Carrière: planification ou hasard?

Une récente étude du Programme national de recherche intitulée «Egalité entre hommes et femmes» révèle que les jeunes femmes d'aujourd'hui choisissent encore largement leur métier et leurs études en réfléchissant à la conciliation entre vie professionnelle et vie de famille. Quant aux jeunes hommes, ils s'orientent encore en se demandant, comme il est de tradition, quel métier leur permettrait de nourrir une famille. «Ces stéréotypes de rôle empêchent de tirer parti des potentiels disponibles», explique Gudrun Sander.
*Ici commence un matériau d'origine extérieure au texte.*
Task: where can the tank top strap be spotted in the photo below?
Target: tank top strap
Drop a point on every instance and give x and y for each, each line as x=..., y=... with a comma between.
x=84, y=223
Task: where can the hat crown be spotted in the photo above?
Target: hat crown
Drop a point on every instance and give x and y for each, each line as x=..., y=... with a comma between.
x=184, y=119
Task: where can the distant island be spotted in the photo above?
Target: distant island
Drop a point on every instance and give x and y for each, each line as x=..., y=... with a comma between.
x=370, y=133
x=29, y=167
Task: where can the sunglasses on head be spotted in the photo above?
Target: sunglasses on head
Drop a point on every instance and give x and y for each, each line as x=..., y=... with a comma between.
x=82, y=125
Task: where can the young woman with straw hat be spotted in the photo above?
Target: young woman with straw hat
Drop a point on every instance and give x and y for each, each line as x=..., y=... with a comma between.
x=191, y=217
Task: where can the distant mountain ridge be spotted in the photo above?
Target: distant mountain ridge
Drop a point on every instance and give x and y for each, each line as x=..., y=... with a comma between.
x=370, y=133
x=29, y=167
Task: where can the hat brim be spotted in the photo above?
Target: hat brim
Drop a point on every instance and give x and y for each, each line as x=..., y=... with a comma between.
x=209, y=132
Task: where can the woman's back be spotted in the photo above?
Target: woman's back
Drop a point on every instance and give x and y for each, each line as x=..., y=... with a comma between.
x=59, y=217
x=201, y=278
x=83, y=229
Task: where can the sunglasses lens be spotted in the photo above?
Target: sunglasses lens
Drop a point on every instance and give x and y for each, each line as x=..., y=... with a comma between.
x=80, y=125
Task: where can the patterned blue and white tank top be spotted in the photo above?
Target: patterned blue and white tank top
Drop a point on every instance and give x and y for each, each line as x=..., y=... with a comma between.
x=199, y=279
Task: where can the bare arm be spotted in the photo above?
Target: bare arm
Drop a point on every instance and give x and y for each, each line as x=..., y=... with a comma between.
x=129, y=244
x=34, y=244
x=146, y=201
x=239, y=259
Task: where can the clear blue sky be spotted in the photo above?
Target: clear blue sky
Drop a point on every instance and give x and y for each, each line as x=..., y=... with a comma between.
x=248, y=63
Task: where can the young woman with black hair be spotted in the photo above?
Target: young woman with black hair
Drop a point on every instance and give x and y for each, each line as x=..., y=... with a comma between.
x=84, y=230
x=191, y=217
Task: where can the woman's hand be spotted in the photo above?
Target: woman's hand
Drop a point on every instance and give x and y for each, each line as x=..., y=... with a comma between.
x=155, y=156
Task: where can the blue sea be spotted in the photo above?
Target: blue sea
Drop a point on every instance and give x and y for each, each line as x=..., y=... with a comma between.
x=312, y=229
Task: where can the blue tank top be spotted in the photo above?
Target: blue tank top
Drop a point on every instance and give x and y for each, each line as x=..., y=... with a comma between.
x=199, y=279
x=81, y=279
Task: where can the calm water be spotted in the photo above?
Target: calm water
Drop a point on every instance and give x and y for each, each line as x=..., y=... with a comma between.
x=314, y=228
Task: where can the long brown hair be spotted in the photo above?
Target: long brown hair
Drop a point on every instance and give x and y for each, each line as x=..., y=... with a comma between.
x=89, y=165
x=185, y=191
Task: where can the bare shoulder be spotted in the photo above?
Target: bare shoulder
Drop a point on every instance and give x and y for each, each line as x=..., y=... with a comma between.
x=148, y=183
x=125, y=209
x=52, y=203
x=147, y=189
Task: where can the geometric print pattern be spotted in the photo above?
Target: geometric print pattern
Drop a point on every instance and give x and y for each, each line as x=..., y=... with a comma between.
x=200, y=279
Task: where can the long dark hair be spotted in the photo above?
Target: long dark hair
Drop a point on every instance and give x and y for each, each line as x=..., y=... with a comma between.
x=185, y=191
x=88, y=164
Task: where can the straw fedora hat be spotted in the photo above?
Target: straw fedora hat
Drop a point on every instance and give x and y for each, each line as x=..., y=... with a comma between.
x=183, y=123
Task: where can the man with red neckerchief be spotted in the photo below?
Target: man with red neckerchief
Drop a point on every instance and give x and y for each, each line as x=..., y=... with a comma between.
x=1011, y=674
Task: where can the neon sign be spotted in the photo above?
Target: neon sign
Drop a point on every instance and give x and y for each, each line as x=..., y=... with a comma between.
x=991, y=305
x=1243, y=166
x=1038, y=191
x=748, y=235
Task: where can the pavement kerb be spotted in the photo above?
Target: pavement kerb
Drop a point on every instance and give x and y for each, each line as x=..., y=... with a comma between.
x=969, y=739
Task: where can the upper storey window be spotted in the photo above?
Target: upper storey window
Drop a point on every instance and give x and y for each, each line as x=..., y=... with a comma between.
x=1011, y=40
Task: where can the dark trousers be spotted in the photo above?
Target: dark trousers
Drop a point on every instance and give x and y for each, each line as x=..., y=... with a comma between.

Une fois qu'ils ont déterminé leur domaine professionnel, les femmes et les hommes tendent encore à suivre les stéréotypes de genre dans leurs projets de carrière: Vinciane Richard, l'une des trois femmes de l'affiche, précise: «Mon travail me plaît. Mon équipe, très agréable, et le contact quotidien avec la clientèle me comblent. Pour moi, cette satisfaction est plus importante que de chercher à monter en grade à tout prix.» Et Gudrun Sander d'ajouter: «Les hommes planifient généralement leur carrière de manière plus active que les femmes, et les stéréotypes de rôle profondément ancrés n'y sont pas étrangers.» D'après elle, les femmes se laisseraient à l'inverse plus porter par le hasard. Mais souhaitent-elles vraiment s'approprier la gestion de carrière des hommes? Pour Gudrun Sander, «là n'est pas la question.» Au contraire, elle estime qu'il appartient aux entreprises de proposer des plans de carrière plus flexibles et un mode de travail adapté aux différentes phases de la vie. Par exemple, des carrières spécialisées dans une fonction d'expert sans conduite d'équipe, des réinsertions et des carrières «tardives». S'il y a bien un domaine dans lequel les femmes devraient s'inspirer des hommes, c'est dans leur manière de mettre leurs mérites en avant, et Gudrun Sander les y encourage: «Les femmes devraient parfois accepter de ne pas terminer un travail pour aller prendre un apéritif!» Selon elle, les femmes sous-estiment souvent ces opportunités de réseautage. Elle ajoute également que les femmes devraient s'habituer à présenter elles-mêmes le fruit de leur travail au lieu de s'effacer derrière leurs collègues masculins.

Gagner en visibilité

Sandra Hayoz est de celles qui ont appris à se mettre en avant. Elle doit son poste de direction à ses prestations, mais aussi à son courage et à sa persévérance: il y a un an, elle était invitée à un déjeuner avec 15 autres personnes et le responsable Private Banking Suisse, Christoph Brunner. Elle avait apporté dans son sac à main un article de journal dans lequel celui-ci déclarait ne pas trouver de femmes pour occuper les postes de direction. Le repas s'est ouvert sur un tour de table de présentation au cours duquel les hommes se sont tous très bien vendus. Lorsque ce fut son tour, Sandra Hayoz dit: «Je m'appelle Sandra Hayoz. J'aimerais accéder à un poste de conduite et de management, quelle que soit la fonction.» Christoph Brunner et les autres personnes présentes ont ri. Sandra Hayoz a alors sorti l'article de journal de son sac. Elle l'a brandi et a déclaré qu'elle trouvait inquiétant que les supérieurs ne connaissent visiblement pas leurs employés. Elle a décroché son premier poste de direction quelques mois plus tard, et elle s'y est visiblement bien intégrée: l'affiche des trois femmes, Sandra Hayoz au centre, orne aujourd'hui le bureau de son équipe. Un de ses collaborateurs l'a «perfectionnée» en lui ajoutant un képi de police et des lunettes de soleil: «un boss très cool!»